Étude utilisant les dossiers médicaux électroniques (DME) collectés de manière routinière provenant de 680 cabinets de médecine générale australiens (programme Lumos, liés aux dossiers hospitaliers et aux registres des décès) chez 850 216 patients âgés de 30 à 74 ans sans antécédent de maladie cardiovasculaire. Au cours d'un suivi moyen de 4,9 ans, 33 578 événements cardiovasculaires sont survenus. Les modèles de Cox spécifiques au sexe, avec 28 prédicteurs, ont atteint un indice C de Harrell de 0,803 (IC 95 % 0,801-0,804) chez les femmes et de 0,772 (IC 95 % 0,770-0,773) chez les hommes ; des modèles LASSO plus simples, avec 12 à 15 prédicteurs, ont obtenu des performances similaires. Les modèles étaient bien calibrés selon l'âge, les strates socioéconomiques et le statut tabagique, avec une discrimination constante au sein des 10 réseaux régionaux de santé primaire. L'amélioration nette du reclassement atteignait jusqu'à 0,185 par rapport aux variables AusCVDRisk existantes. Les modèles basés sur les DME sont adaptés à une intégration automatisée dans les logiciels de médecine générale pour l'évaluation en temps réel du risque cardiovasculaire, ce qui constitue une étape importante de mise à l'échelle pour la prévention primaire.

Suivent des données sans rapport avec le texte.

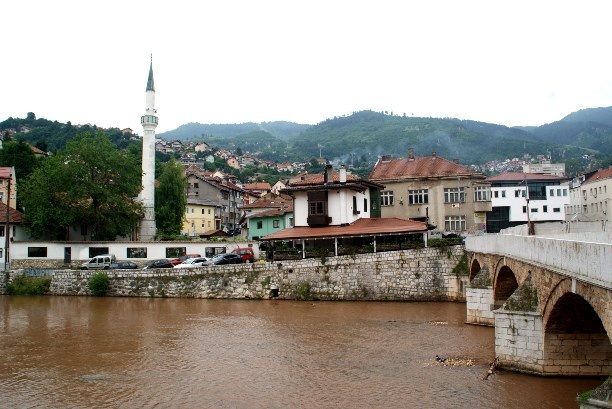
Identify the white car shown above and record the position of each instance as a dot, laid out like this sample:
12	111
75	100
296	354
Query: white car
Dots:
192	262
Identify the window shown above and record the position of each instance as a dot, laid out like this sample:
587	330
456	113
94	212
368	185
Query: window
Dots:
454	223
174	252
386	198
37	252
482	194
317	208
136	252
454	195
419	196
96	251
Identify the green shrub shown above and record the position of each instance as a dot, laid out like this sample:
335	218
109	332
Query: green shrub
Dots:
98	284
444	242
22	285
302	291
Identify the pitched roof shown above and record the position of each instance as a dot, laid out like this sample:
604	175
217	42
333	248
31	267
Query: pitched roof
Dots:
519	176
15	216
599	175
362	227
417	167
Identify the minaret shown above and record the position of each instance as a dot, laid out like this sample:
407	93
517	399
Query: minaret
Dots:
147	195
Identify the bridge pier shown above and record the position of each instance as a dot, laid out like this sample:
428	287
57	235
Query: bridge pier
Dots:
523	344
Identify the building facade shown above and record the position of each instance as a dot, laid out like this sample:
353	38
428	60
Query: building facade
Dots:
520	198
440	192
590	198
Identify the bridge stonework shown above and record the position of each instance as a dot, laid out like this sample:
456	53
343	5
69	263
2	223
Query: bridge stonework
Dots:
563	329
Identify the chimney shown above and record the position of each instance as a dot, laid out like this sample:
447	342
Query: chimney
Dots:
342	174
326	174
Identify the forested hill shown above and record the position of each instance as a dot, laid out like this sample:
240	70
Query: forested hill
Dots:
194	130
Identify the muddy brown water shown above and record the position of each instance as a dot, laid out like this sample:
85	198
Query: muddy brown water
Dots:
80	352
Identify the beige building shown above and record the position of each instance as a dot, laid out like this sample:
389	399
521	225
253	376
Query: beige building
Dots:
452	197
591	198
201	216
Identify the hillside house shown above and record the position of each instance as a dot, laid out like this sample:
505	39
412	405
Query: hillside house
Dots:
431	189
335	209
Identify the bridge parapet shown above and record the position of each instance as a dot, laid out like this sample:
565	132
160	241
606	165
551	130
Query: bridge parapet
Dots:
586	261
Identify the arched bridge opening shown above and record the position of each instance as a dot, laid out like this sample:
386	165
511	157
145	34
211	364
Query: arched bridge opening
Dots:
505	284
575	340
474	269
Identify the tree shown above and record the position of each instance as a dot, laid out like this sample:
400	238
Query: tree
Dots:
170	200
20	155
89	183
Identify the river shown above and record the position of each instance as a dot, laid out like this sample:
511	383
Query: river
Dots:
81	352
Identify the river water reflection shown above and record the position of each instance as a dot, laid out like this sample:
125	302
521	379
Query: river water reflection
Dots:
81	352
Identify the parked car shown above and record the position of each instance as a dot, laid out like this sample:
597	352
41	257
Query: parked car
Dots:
161	263
192	262
101	262
181	259
123	265
225	258
246	253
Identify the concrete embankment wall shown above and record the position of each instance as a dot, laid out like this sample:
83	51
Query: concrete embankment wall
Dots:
423	274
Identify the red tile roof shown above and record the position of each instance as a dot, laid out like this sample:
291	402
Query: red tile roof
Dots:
361	227
518	176
599	175
418	167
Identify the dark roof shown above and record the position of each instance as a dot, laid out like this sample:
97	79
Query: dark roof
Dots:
519	176
362	227
15	216
417	167
599	175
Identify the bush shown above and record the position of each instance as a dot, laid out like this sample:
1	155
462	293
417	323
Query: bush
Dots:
23	285
98	284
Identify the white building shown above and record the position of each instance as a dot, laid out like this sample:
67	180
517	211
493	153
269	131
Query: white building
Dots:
519	198
147	195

Les récentes équations de risque cardiovasculaire des États-Unis et du Royaume-Uni utilisent les dossiers médicaux électroniques (DME) collectés de manière routinière, tandis que les équations actuellement utilisées en Australie (AusCVDRisk) n'ont pas été validées localement. Nous avons évalué la faisabilité et les performances de l'utilisation des DME collectés de manière routinière à partir des logiciels de médecine de premier recours australiens pour prédire le risque absolu de maladie cardiovasculaire (MCV).
Nous avons utilisé les données de DME de médecine de premier recours du programme Health Lumos de la Nouvelle-Galles du Sud, couvrant 680 cabinets de médecine générale, et liées aux dossiers hospitaliers et aux registres des décès. Ont été inclus les individus âgés de 30 à 74 ans au 1er janvier 2017, sans antécédent de MCV et disposant d'au moins un enregistrement pour une mesure anthropométrique ou un test de pathologie. Des modèles de risques proportionnels de Cox spécifiques au sexe ont été utilisés pour estimer le risque à 5 ans d'un événement MCV fatal ou non fatal. Les prédicteurs comprenaient les données démographiques, le tabagisme, les affections chroniques, les variables cliniques et les médicaments. La modélisation a utilisé une approche de validation croisée 5x2. La discrimination, la calibration et les performances de reclassement ont été évaluées.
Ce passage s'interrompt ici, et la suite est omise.